Other businesses manage to do it and turn a profit... if you can't, the market is telling you you're not fit to compete.
6
Bullshit on you for trying to take credit for this "cause"
7
And tip the lovely Vietnamese folk at Ballet, you cheap hypocritical fucks. Tipping pennies on the dollar isn't a cause, it's borderline racist.
8
Tipping should very obviously be banned. Add service charges. Tipping is a cornucopia of discrimination. Classist, racist, ageist, anti-fat, etc. Young, thin, white, expensively-dressed restaurant workers get big tips, everyone else gets smaller tips.

Just do this, Seattle. An easy win for social justice. Kshama Sawant? Richard Conlin? Anyone?

Info on why tipping is pretty much every kind of -ist out there: http://blog.friendseat.com/why-tipping-s…
9
Cool, I see Raku is still a living parody
10
Let's at least get our definitions straight. A gratuity is a gift freely given. If it's added to the bill to be paid, it ain't a gift, and it ain't a gratuity. Call it what it is, what the IRS calls it -- a service charge.

My family of 7 dined at a middle-brow restaurant last weekend, and the bill came to $140+. Nothing on the menu said anything about a service charge being added for large parties, and the waiter said nothing when he handed me the bill. But I quickly noted that an 18% "gratuity" was added into the total -- and the credit card slips included the usual blank spot for added tips. Perhaps he was hoping I'd add another 20% or so on top of the service charge (misnamed gratuity)? If so, he was disappointed.

Yes, there's gotta be a better way.

11
I think the NYC tipping issue is different than in Seattle. Servers in Seattle get $9.25/hr - but apparently in NYC they get less than $2.50/hr. if I eat out in NYC and don't tip 20% I am a complete and utter jerk no matter the level of service.

But in Seattle I won't tip 20% if the service or food is bad and won't feel immoral about it.

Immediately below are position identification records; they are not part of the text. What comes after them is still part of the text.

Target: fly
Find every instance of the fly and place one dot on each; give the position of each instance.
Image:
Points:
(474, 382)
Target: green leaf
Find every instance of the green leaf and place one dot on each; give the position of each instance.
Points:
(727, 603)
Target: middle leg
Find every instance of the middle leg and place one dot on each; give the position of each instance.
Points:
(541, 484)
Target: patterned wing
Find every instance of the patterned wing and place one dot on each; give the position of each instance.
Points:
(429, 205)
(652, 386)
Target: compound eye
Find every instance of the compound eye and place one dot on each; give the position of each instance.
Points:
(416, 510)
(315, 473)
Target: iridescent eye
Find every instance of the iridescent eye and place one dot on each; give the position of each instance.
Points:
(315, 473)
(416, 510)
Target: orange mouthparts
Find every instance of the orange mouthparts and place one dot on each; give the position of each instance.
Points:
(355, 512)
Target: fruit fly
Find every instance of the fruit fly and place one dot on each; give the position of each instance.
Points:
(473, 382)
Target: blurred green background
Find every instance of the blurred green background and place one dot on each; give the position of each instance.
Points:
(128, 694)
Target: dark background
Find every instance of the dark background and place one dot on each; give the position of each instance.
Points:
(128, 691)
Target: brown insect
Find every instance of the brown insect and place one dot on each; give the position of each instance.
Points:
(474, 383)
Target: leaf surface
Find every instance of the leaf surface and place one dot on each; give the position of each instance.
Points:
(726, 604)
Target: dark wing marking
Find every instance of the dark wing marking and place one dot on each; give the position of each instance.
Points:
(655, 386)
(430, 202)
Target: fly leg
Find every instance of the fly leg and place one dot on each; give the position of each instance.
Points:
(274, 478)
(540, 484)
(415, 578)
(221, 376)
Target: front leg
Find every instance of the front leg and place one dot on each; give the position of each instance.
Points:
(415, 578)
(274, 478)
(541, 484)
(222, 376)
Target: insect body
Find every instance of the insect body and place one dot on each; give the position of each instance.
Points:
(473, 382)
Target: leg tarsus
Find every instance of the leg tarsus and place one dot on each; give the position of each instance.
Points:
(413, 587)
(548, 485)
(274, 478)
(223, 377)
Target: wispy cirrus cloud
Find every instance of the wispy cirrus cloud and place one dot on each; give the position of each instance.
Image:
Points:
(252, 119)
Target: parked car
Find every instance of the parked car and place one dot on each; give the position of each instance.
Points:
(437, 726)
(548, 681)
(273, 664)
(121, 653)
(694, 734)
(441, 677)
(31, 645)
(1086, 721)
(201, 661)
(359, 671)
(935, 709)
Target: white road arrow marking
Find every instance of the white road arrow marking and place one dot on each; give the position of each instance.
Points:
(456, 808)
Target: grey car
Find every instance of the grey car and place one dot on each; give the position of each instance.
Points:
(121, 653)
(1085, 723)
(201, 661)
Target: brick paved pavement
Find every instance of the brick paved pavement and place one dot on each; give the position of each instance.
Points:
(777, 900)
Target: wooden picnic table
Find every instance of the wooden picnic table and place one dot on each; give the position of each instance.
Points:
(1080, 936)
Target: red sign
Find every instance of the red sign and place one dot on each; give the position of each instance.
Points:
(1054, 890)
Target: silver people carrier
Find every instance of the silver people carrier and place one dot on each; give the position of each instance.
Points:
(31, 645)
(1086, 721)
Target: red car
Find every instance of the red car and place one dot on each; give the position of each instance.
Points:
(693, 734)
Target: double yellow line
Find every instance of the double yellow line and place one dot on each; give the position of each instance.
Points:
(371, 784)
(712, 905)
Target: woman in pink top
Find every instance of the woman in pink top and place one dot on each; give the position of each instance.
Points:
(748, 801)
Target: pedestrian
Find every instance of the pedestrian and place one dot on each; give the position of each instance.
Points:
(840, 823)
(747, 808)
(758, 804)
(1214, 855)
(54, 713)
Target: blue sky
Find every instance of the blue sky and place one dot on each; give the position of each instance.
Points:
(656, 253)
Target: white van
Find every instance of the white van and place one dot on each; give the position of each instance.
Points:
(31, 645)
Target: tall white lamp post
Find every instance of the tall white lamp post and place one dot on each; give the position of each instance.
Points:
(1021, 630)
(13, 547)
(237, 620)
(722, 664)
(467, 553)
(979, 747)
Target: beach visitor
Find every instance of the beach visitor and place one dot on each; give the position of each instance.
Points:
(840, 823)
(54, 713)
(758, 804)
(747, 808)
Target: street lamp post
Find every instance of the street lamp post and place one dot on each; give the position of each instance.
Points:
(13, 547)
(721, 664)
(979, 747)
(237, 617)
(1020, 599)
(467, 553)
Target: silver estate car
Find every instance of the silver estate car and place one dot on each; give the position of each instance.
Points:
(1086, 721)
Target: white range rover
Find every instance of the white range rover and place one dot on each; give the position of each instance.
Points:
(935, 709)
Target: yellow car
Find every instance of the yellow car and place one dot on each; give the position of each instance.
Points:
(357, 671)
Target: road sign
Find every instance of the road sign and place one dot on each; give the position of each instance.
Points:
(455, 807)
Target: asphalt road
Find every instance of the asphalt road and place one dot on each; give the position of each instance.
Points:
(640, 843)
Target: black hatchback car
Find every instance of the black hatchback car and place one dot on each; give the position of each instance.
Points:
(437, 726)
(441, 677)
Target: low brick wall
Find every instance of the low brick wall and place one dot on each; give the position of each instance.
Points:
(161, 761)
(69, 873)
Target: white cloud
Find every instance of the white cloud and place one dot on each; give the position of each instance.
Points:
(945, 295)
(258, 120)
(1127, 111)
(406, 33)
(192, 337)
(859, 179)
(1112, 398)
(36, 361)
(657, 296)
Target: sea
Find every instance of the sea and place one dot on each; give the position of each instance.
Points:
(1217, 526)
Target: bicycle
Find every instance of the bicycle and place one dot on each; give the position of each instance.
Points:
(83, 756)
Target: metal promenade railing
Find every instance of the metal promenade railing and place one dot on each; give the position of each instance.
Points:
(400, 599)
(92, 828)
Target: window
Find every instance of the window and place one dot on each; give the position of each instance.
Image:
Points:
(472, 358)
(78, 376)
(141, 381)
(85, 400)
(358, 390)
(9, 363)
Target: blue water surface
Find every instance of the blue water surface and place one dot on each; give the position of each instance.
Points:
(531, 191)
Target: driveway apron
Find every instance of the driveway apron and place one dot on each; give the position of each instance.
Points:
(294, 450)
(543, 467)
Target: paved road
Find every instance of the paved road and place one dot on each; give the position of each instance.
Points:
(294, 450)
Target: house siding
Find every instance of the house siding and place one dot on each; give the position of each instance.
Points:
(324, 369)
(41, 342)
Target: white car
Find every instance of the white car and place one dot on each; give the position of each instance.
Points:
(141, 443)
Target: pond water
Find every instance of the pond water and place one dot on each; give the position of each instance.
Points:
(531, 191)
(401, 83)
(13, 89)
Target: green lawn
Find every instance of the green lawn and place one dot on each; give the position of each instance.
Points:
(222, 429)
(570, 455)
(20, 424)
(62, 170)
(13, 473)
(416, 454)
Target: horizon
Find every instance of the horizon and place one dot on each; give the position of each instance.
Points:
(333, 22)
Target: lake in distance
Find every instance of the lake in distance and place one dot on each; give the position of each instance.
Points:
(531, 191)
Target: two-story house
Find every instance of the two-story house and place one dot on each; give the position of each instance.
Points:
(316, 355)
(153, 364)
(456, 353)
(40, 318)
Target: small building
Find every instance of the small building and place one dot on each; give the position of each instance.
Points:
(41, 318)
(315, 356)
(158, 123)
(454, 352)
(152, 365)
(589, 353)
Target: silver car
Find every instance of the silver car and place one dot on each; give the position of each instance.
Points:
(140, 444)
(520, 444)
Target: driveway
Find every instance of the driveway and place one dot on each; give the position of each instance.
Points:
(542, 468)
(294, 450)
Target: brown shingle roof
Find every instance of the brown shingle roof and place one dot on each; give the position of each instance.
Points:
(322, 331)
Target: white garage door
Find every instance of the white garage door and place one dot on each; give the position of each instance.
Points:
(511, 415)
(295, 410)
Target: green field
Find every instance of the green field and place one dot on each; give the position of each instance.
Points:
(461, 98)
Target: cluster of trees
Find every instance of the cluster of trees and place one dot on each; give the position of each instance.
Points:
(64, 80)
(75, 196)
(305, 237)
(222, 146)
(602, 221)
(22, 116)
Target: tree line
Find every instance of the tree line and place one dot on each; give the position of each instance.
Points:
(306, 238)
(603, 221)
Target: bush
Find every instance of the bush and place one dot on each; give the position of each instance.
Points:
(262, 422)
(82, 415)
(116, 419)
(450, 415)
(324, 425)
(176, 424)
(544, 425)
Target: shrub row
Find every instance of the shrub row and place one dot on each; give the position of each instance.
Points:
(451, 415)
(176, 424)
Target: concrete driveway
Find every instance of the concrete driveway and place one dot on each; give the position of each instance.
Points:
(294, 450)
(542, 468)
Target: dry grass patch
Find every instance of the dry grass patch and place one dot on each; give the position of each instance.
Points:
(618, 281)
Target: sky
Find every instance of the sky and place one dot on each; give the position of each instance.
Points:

Seems to me that to make the system work better for diners and workers is to pay everyone in the house the same decent wage and share tips among all the workers evenly
13
FYI, the first half of the program comes to the conclusion that tipping benefits blonde, slender, big breasted women in their 30s disproportionately... with academic studies behind that conclusion.

http://freakonomics.com/2013/06/03/shoul…

TORFASON: The more tipping you see in a given country, the more corruption you generally see in that country as well.

DUBNER: Justin Swartz is a lawyer at Outten & Golden in New York City. He represents employees in class-action discrimination cases. He’s sued some of the biggest restaurants in New York for shorting employees on the tips they deserved. If his firm were to take on a discrimination case, like Michael Lynn has proposed, Swartz pursue two lines of argument.
SWARTZ: The first would be disparate impact analysis. The purpose of disparate impact analysis is to eliminate what the Supreme Court calls headwinds, policies that make it harder for racial minorities or other people in other protected classes to succeed.
DUBNER: With disparate impact, you don’t have to prove that discrimination is intentional; it’s a proxy for discrimination.
SWARTZ: The idea is that if there’s a disproportionate impact on a particular group here it would be African American or non-white servers, then the plaintiffs have made the first showing that they need to make in their case.
14
I don't understand how you 'ban tipping'. Legally require that customers don't leave a gratuity? Penalize companies for putting a tip line on their receipts? It doesn't make sense.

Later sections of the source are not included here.